En fonction leurs grille de lecture, de leurs présupposés philosophiques, de leurs propres préoccupations, du tissu culturel dans lequel ils sont impliqués, les historiens n’arrangeront pas nécessairement les données de la même manière […]. C’est ce qui explique que l’on peut encore aujourd’hui écrire quelque chose de vraiment neuf sur la fin de la république romaine, plus de 2000 ans après les faits, en travaillant sur une documentation qui, en gros, n’évolue plus beaucoup.

Jean Winand, L’Université à la croisée des chemins. Plaidoyer pour une université de la culture, Académie Royale de Belgique, p. 95.

Une fois que tout ça est fait, y a plus qu’à rédiger et à parsemer ton texte de notes infra-paginales, ta plus grande passion. Cette phase de rédaction s’accompagne généralement de retours intempestifs vers les sources parce qu’il y a toujours bien un truc que tu as mal noté, mal transcrit, mal traduit : bref il faut rattraper les foirades. Et là, tu tapes, tapes, tapes, cette thèse qui te plait et tu perds 0,5 d’acuité visuelle en chemin. A ce que je sache, il n’y a pas vraiment de nombre de pages minimal ni maximal dans le cadre de la réalisation d’une thèse, mais peut-être me trompe-je. Toujours est-il qu’une moyenne de 300-400 pages ne me paraît pas totalement absurde (hors annexes et bibliographie, of course). La mienne à moi faisait 395 pages et quelques 1674 notes en bas de pages. Elle est si belle. Sache aussi qu’une thèse en Histoire ne peut se prévaloir de ce titre que si tu as au moins une page dont l’espace occupé par les notes infrapaginales est supérieur à l’espace occupé par ton texte. Démonstration :

J’ai gagné mes galons d’historienne avec cette page, ici illisible : 7 notes infra pour 12 phrases, des mots latins, des “op.cit.”, “idem” et des espaces insécables intempestifs.
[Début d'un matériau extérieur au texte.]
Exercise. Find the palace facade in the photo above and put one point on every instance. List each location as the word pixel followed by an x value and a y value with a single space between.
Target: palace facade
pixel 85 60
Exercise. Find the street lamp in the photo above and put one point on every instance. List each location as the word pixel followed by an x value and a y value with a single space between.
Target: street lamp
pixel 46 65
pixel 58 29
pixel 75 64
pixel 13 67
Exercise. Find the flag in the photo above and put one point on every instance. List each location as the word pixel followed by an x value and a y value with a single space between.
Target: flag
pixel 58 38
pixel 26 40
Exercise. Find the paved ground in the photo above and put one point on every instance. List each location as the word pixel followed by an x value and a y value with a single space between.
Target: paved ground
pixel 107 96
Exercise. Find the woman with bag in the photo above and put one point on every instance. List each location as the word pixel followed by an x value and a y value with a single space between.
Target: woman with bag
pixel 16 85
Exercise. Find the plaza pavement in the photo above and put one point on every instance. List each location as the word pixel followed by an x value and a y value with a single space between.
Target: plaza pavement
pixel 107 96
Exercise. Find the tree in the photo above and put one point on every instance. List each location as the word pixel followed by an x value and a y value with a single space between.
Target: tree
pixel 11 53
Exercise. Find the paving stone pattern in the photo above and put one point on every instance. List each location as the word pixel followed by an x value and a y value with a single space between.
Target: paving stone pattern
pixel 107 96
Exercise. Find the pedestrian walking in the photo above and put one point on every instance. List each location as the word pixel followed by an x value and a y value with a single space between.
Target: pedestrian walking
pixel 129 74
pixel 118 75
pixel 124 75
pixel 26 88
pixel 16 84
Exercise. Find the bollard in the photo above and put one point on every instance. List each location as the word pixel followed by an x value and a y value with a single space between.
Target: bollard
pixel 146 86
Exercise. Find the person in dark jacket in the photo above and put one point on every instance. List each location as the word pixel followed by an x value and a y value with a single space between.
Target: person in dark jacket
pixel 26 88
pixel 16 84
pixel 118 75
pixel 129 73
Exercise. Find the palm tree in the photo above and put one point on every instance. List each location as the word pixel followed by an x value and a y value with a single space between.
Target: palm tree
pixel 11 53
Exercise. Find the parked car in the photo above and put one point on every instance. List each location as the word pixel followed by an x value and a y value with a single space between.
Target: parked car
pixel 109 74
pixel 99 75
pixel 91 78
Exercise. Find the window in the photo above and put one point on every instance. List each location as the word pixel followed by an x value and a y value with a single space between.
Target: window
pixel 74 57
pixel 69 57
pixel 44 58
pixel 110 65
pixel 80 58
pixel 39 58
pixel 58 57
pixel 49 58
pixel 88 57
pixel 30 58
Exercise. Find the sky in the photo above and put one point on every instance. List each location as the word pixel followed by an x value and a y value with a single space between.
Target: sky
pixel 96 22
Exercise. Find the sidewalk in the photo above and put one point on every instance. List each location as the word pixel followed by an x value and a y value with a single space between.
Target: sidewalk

Je pense qu’avec tout ça, tu as la recette de la thèse en Histoire : des sources, des langues étrangères, de la littérature scientifique, plein de belles phrases à écrire et à faire suivre d’appels de note. Et surtout beaucoup de passion, de patience et de résilience. Je ne dis pas ça que pour la beauté de la rime (un peu en fait) : faire une thèse en Histoire c’est aussi accepter qu’on ne pourra pas répondre à toutes les interrogations formulées en début de recherche, et qu’une partie du travail est – aussi – d’ouvrir la porte de la discussion.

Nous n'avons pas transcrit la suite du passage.